The BRN Group Inc., which is based in Toronto and New York, has agreed to acquire Green Growth Brands Inc.’s cannabidiol business. Columbus-headquartered GGB and an affiliate of BRN have executed a “stalking horse” asset purchase agreement, where the BRN affiliate will acquire all assets and assume the current liabilities and certain other obligations of the CBD business.
GGB expects to hold up to a 20 percent carried interest in the CBD business following the transaction’s completion.
The stalking horse agreement includes a 30-day go shop period, which permits GGB, with the assistance of its financial advisor, to actively solicit, evaluate and enter into negotiations with third parties that express an interest in acquiring the CBD business.
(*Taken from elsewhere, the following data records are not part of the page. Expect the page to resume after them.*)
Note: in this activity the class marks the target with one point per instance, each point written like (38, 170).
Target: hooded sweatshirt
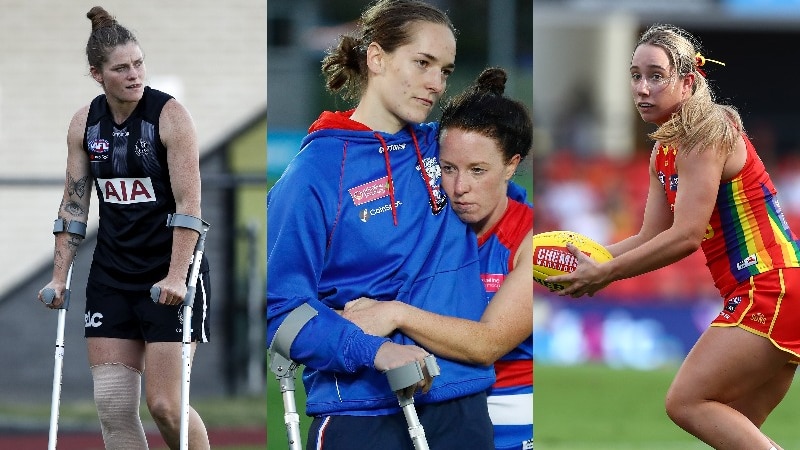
(360, 213)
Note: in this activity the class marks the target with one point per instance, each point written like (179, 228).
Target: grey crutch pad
(410, 374)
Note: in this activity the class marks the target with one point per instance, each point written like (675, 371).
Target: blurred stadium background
(212, 57)
(604, 364)
(491, 33)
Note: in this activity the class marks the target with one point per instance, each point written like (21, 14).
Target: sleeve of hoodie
(298, 225)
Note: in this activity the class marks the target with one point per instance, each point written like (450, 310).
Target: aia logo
(125, 191)
(92, 320)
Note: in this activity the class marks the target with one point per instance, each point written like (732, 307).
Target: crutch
(400, 379)
(201, 226)
(48, 295)
(284, 368)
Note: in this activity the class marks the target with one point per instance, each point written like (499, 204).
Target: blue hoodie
(354, 216)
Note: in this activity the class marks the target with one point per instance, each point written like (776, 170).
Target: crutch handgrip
(406, 376)
(49, 294)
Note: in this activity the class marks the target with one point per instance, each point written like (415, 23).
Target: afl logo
(142, 147)
(99, 146)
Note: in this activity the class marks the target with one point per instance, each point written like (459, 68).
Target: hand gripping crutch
(400, 379)
(201, 226)
(48, 295)
(283, 368)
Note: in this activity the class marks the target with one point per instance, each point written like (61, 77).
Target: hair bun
(100, 18)
(493, 80)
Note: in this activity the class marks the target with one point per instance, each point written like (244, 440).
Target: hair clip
(700, 61)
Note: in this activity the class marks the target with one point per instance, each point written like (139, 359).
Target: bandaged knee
(117, 394)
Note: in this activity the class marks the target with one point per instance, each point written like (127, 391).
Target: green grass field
(217, 413)
(598, 408)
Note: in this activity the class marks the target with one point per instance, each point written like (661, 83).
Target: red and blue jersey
(747, 232)
(511, 397)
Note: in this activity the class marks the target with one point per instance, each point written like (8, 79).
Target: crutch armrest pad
(75, 227)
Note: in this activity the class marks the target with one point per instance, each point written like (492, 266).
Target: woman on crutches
(139, 147)
(359, 212)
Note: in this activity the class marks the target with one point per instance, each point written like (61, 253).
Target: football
(551, 257)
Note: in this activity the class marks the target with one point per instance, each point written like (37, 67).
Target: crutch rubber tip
(155, 293)
(48, 295)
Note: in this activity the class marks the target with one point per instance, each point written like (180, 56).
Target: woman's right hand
(391, 356)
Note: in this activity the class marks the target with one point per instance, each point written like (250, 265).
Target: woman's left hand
(373, 316)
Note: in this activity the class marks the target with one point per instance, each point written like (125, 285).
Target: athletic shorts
(769, 306)
(453, 425)
(131, 314)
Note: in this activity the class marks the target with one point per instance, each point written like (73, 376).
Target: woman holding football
(743, 364)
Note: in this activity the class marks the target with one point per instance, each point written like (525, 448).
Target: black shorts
(131, 314)
(453, 425)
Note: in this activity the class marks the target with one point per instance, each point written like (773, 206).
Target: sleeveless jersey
(747, 233)
(129, 165)
(511, 397)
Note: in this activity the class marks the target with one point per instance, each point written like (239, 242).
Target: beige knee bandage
(117, 394)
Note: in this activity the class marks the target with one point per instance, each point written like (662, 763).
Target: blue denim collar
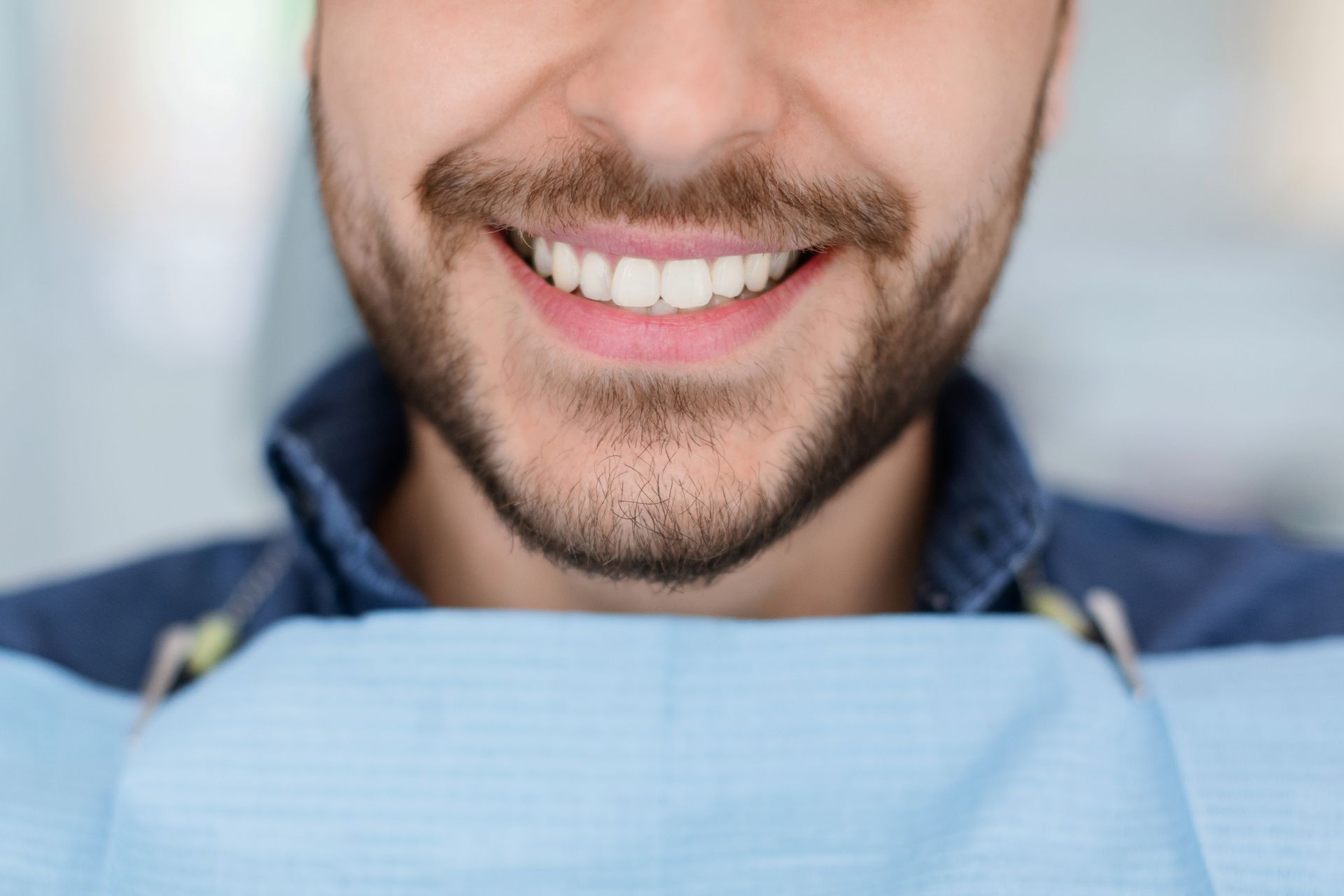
(339, 449)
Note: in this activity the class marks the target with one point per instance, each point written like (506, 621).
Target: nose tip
(675, 85)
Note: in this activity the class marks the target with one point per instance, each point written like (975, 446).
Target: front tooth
(729, 276)
(596, 277)
(686, 284)
(636, 282)
(542, 257)
(757, 270)
(565, 267)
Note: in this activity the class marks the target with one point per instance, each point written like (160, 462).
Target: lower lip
(671, 339)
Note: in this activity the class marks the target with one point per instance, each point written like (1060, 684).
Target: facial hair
(632, 516)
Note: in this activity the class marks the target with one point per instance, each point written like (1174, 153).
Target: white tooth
(542, 257)
(757, 270)
(636, 282)
(596, 277)
(686, 284)
(729, 276)
(565, 267)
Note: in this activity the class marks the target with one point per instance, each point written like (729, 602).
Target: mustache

The go-shop period expires March 25, 2020.
GGB CEO Peter Horvath stated that his company remains confident of the nascent CBD business’s future potential.
“With high-potential in the future comes material overhead costs and other obligations in the near term,” Horvath said, in a statement. “These near-term overhead costs and other obligations, together with constraints on liquidity, have posed significant challenges that have hindered us from growing the CBD business to its full-potential.”
GGB’s multi-state operator segment continues to generate positive EBITDA, despite constraints on its ability to fully execute its plans due, in part, to legal challenges in Nevada, he added.
“In light of these factors, we have determined it necessary and appropriate to sell the CBD business and focus on executing our MSO business plan,” Horvath stated. “The board has also formed a special committee to commence a strategic review, which will include consideration of other cost savings measures, designed to position the company on a pathway to achieve financial stability and ultimately a platform through which we can achieve sustainable profitability and growth.”
GGB is looking to significantly reduce its overall operating costs and extend its cash runway, while better positioning the company to refinance its debt and raise additional financing in the future.
In addition, to help GGB achieve financial stability, sustainable profitability and growth, holders of its outstanding $23,717,000 aggregate principal amount of 8 percent secured convertible debentures that mature one year from issue, with the earliest debenture maturing on Oct. 18, 2020 have agreed to extend the maturity to 2024. In addition, the interest rate payable on each backstop debenture will be reduced to 5 percent.
GGB also intends to raise up to $30 million through a non-brokered private placement of common shares to support working capital and buildout requirement of the MSO segment. The company has received $10 million from a key stakeholder of the proposed equity financing.